Per oltre un mese e mezzo si registra il tutto esaurito, con in totale 150mila presenze. Come altri festival di teatro, anche questo fu celebrato nel segno della rinascita e della ripresa. Non è un caso che la tragedia di punta del festival di Siracusa 2022 sia stata l’Edipo Re di Sofocle.

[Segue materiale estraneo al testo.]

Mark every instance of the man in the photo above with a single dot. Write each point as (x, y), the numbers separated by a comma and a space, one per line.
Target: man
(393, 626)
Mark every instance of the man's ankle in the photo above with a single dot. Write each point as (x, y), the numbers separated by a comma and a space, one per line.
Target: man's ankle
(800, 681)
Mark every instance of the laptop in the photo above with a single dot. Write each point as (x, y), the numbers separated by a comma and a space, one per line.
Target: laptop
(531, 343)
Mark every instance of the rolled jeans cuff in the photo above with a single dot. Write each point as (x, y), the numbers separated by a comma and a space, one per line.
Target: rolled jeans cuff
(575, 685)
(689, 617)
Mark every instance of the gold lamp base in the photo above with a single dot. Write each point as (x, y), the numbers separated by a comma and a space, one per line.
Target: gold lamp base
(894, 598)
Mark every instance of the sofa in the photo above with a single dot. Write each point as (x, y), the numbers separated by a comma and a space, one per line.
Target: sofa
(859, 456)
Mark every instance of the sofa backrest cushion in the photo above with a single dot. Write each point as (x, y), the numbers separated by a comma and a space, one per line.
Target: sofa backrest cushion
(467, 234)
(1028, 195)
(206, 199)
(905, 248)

Durante la pandemia, non solo in Europa, la trama dell’ Edipo Re è servita da specchio per illustrare lo smarrimento di una comunità politica in preda a un morbo dalle ragioni inspiegabili e per sottolineare la responsabilità immensa di chi governa, sia nel prendere le decisioni del momento, sia nel riconoscere la propria colpa rispetto a una politica dissennata, irrispettosa della natura e delle proprie ‘origini’, quale è quella dei potenti del mondo negli ultimi cinquant’anni. La sapienza di Tiresia, allora, facilmente è stata accostata alle previsioni della scienza, all’allarme lanciato sulla malattia incurabile di un pianeta ormai definitivamente infetto e in declino.
Il problematico post-pandemia ha adottato l’ Edipo Re anche come tragedia emblematica della ‘rinascita’: da una parte, ogni ‘rinascita’ ambisce a tornare alle ‘origini’, e l’Edipo Re per vari aspetti, non solo la pesante tradizione aristotelica, è considerata la tragedia greca per antonomasia, dunque all’origine della tradizione della tragedia. Inoltre l’Edipo Re prospetta una soluzione e una ripresa, perché il presunto colpevole del morbo è punito e viene esiliato dalla città. La polis e la sua comunità può così ricominciare a vivere.

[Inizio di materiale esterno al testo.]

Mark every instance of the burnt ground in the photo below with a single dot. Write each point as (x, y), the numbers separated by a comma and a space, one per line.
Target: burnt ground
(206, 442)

La regia della tragedia di Sofocle è del canadese Robert Carsen, che nelle sue note di regia sottolinea l’importanza del coro, il “secondo personaggio dello spettacolo”. È nel coro, infatti, che la comunità teatrale deve rispecchiarsi, deve anzi riconoscersi, e questo viene amplificato nella messa in scena siracusana dalla scenografia e dai costumi.

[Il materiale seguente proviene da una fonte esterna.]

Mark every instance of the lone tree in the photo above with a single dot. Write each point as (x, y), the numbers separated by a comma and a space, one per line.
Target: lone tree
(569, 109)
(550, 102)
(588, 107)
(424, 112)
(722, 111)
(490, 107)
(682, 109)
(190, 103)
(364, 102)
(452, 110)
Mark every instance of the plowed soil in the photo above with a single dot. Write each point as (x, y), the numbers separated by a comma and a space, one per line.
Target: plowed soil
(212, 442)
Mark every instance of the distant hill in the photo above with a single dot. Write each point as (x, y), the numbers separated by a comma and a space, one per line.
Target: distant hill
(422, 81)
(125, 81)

Questi ultimi, pur nella loro semplicità, sono contemporanei ma fanno chiaramente appello alla tradizione mediterranea in senso lato, greca e dell’Italia meridionale nello specifico, identificando la comunità a cui si rivolgono nell’immediato (il costumista, Luis E. Carvalho scrive di essersi ispirato in primo luogo al libro The death rituals of rural Greece della fotografa spagnola Cristina Garcia Rodero, da cui sono tratte le immagini sotto). D’altro canto, i costumi alludono ad un’identità più latamente europea e occidentale, e a una ripresa della ‘normalità’ che significa invero mancanza di diversità: gli uomini sono in giacca e cravatta nera, le donne in gonna e blusa nera,con il capo velato. Anche la scena è bianco e nero, il che provoca un effetto vintage che risulta a sua volta rassicurante, richiamando le radici, il passato recente. Però se il bianco richiama certamente la calce che riveste le case nei centri storici dei paesi greci e dell’Italia meridionale, ma è anche il colore che ingloba tutti gli altri colori, il colore dell’assenza e dell’uniformità. I costumi sono come delle divise, e questa monotonia rende impossibile differenziare socialmente chi sta in scena.